Dal vate pop Roy Lichtenstein al fenomeno della pittura americana Dana Schutz, dal fotografo tedesco Wolfgang Tillmans al concettuale Mike Kelley, le proposte messe in campo per aprire la nuova stagione sono davvero impressionanti, soprattutto se confrontate alle difficoltà che ancora si avvertono in Europa, segno che qui la crisi è davvero alle spalle.
Chi cerca il nuovo ha bisogno di freschezza e di avvertire un clima meno ingessato, non si accontenta di Chelsea ma va sulla Bowery, un tempo quartiere fuori gioco per la sua pericolosità. Una vera e propria operazione di bonifica è stata compiuta dalla nuova sede del New Museum, cui sono seguite decine di gallerie molto interessanti, con proposte che vanno dal «sotterraneo» al pop.
Gli spazi costano ancora relativamente poco, anche se qualcuno afferma che la moda di Orchard Street e delle vie limitrofe sta facendo lievitare i prezzi, dunque non è escluso un ulteriore trasferimento di massa, magari a Brooklyn.
Proprio ai confini della Bowery vediamo da Postmasters una delle mostre più interessanti del settembre newyorkese, la personale di Federico Solmi, dimostrazione che anche per un italiano, pur non incensato come Cattelan e Vezzoli, è possibile farcela se ci si sforza di integrarsi con il tessuto cittadino e di proporsi non come un transfuga, ma come un artista internazionale.
Solmi, 42 anni, che a Bologna faceva il macellaio, ha deciso di giocarsi la carta New York con i suoi video d' animazione molto complessi, inseriti dentro quadri oggetto molto colorati.
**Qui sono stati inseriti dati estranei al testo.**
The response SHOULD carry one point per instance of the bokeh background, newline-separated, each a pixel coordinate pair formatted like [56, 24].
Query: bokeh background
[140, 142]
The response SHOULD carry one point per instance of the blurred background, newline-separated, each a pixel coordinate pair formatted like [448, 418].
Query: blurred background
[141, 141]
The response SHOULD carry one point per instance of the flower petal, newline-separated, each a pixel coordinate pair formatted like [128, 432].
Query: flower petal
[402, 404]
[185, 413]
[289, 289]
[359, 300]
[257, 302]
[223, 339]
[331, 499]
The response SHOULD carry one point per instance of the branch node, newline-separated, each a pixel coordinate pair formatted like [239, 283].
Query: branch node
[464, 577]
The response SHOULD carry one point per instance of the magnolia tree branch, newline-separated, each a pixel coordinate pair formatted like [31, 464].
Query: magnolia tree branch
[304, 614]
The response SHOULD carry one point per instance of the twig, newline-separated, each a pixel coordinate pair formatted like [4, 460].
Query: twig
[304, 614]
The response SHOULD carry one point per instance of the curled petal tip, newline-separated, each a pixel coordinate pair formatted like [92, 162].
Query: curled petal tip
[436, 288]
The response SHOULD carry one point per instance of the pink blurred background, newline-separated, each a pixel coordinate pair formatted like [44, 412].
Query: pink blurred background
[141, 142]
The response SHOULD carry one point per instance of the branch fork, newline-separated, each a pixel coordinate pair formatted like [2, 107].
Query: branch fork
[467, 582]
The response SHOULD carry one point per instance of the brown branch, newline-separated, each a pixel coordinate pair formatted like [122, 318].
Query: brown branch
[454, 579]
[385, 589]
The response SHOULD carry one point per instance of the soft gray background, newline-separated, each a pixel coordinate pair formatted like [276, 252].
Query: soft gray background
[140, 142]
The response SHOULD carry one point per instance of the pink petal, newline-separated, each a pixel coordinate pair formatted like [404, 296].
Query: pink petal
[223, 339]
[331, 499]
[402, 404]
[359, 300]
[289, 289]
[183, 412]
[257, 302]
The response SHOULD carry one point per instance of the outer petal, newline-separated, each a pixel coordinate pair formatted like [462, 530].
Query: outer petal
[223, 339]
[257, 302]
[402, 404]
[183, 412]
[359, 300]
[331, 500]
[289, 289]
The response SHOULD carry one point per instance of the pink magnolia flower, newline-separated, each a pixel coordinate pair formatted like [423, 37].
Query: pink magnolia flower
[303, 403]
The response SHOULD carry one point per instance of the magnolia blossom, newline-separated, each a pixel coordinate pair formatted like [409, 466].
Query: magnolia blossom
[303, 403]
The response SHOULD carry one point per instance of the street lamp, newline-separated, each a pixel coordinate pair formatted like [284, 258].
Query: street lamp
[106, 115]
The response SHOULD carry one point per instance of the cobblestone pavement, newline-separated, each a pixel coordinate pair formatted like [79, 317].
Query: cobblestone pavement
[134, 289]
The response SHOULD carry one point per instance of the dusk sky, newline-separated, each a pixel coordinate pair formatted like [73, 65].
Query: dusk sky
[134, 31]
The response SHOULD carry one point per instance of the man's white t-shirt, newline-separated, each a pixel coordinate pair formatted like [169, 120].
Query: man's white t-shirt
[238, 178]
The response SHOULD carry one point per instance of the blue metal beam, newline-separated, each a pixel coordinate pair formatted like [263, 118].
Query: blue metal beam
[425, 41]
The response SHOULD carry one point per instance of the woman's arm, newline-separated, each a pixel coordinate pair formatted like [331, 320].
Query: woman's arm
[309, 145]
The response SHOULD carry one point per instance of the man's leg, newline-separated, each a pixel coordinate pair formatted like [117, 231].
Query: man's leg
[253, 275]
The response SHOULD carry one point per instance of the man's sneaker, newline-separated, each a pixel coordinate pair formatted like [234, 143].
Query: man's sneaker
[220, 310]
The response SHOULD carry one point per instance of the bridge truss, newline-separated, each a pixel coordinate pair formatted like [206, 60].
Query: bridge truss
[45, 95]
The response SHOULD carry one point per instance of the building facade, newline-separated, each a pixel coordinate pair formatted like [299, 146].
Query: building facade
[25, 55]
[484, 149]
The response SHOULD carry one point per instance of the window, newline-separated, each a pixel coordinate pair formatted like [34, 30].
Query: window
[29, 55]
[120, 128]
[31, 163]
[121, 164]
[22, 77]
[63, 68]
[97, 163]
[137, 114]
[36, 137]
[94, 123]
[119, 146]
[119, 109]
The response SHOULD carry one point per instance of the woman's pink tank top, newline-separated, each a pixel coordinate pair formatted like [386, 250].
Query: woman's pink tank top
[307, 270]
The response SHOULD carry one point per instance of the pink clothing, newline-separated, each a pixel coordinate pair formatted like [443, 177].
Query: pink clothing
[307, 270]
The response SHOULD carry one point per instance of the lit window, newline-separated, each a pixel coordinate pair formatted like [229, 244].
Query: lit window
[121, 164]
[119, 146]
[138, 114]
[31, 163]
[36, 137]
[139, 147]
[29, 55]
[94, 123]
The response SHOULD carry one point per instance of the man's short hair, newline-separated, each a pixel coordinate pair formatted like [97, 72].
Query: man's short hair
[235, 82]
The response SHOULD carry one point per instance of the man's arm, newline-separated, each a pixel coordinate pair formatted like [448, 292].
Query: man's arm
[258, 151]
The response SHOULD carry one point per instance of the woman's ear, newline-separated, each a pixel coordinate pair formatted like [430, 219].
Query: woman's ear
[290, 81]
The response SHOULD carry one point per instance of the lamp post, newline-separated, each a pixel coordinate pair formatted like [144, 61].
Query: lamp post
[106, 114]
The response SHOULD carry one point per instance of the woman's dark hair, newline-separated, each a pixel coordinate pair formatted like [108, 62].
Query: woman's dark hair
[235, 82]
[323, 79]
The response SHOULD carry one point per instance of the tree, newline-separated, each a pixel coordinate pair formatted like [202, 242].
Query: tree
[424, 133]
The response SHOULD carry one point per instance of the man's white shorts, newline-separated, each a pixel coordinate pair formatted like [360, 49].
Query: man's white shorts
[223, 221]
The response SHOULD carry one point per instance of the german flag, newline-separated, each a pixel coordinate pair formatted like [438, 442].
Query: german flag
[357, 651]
In questa sua seconda mostra ha disegnato un' allegoria del potere: uno stile davvero originale che gli ha permesso di conseguire il John Simon Guggenheim Memorial Fellowship e di ottenere una cattedra alla Yale University. Storie che possono capitare solo nel nuovo mondo.
Altro pezzo d' Italia è alla Scaramouche di Daniele Ugolini, che per la prima volta presenta in America il lavoro concettuale di Antonio Scaccabarozzi, seguendo il successo della linea analitica della nostra arte che comincia a incuriosire anche oltre oceano. Un autore sottile, delicato. Chissà se crescerà di prezzo come è stato per Castellani o Scheggi.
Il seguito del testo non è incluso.